"Ostatnia noc lata" to rockowa energia, przebojowy refren i - tradycyjnie - lekki mrok w tekście. O czym to jest? O dziwnej podróży, z której nie ma powrotu, o końcu miłości i końcu świata? A może nawet o końcu Dziwnej Wiosny?

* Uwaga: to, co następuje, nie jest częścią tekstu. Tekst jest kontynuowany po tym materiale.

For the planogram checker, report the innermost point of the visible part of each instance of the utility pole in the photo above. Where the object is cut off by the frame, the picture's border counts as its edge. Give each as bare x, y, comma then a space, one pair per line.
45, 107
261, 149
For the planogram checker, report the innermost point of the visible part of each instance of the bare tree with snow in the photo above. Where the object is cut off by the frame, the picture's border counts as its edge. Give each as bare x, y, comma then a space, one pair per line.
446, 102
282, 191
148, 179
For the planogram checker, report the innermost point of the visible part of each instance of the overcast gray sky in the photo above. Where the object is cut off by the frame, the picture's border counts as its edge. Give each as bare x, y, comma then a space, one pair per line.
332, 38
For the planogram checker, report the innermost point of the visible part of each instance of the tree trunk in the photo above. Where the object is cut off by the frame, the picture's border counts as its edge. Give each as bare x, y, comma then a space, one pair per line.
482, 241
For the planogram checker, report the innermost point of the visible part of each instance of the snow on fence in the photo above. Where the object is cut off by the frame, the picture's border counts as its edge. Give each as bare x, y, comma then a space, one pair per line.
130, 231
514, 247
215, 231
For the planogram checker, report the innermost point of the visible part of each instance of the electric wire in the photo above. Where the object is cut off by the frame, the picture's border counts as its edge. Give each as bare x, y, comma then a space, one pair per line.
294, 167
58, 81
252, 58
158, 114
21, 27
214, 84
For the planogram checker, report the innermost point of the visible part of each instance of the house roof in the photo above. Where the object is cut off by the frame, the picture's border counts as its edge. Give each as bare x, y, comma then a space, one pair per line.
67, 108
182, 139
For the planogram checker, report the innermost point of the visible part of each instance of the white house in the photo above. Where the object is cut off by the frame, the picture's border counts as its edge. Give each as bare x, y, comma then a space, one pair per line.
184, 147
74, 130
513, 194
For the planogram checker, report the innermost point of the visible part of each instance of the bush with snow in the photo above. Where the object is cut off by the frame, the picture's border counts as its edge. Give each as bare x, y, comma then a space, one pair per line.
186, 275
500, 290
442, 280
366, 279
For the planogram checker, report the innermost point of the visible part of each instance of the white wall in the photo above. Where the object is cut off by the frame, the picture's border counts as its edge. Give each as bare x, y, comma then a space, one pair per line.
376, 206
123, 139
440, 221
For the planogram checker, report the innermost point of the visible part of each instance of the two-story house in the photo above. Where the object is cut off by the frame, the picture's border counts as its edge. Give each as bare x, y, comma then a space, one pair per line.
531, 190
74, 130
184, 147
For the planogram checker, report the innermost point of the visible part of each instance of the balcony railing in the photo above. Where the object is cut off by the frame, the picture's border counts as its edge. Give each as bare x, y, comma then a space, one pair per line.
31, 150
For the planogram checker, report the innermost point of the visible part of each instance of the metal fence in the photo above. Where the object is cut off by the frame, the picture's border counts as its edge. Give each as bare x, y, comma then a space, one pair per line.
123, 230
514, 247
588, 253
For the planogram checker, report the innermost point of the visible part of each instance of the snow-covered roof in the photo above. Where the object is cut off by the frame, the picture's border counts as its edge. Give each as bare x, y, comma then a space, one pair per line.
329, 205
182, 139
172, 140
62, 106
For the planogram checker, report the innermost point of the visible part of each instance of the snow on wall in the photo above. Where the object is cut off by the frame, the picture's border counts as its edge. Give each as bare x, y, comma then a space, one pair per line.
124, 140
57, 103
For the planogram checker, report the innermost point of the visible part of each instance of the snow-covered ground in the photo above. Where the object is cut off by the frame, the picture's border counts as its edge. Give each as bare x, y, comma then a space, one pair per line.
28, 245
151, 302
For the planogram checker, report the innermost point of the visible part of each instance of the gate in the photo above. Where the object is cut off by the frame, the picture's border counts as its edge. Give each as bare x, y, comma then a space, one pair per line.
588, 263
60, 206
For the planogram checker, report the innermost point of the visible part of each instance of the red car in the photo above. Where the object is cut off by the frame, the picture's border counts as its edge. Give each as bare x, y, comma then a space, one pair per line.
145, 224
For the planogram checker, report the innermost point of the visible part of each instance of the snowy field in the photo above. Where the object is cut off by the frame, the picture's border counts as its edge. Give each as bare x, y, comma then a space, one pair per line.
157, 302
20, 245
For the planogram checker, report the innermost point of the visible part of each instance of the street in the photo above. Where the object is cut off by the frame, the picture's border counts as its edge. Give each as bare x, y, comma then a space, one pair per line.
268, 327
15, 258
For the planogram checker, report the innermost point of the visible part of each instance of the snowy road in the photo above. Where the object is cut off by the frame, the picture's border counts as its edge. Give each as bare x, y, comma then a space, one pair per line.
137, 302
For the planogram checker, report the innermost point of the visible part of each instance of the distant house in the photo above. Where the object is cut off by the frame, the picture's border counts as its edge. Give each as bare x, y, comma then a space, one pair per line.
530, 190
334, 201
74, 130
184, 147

Wraz z ekipą z LOFT 2.2.5 chcieliśmy stworzyć́ obraz nocnego miasta pełnego nasyconych barw – mówi reżyserka i scenarzystka Monika Kołdacha. – Pogoda nas nie rozpieszczała, padał deszcz, ale paradoksalnie dzięki temu udało nam się uzyskać wyrazisty, oniryczny klimat. Historia jest niedopowiedziana, wieloznaczna, z otwartym zakończeniem.
Polecany artykuł:
– Zawsze, kiedy coś robimy, zaczyna padać – dodaje Dawid Karpiuk, który w teledysku gra na gitarze, śpiewa i pali papierosy, bo to najmocniejsze z jego aktorskich umiejętności. - „Ostatnia noc lata” to ostatni singiel z naszej płyty i w pewnym sensie kulminacyjny moment tej podróży. To historia o ostatnim momencie „normalności”, ostatnich chwilach starego świata, który już właściwie runął, ale jeszcze nikt tego nie chce widzieć. I o kimś, kto cały czas ucieka, wywija się losowi, a w końcu trafia do miejsca, z którego nie da się wrócić. Ostatnia noc lata to moment, w którym czujesz chłód i wiesz, że on musi przyjść. Jest tuż za rogiem. No i co wtedy robisz? Podpalasz lont. We wszystkim. W miłości też, bo u nas we wszystkim jest miłość.
„Ostatnią nocą lata” Dziwna Wiosna dociera do końca swojej pierwszej podróży. Już niedługo uda się w kolejną.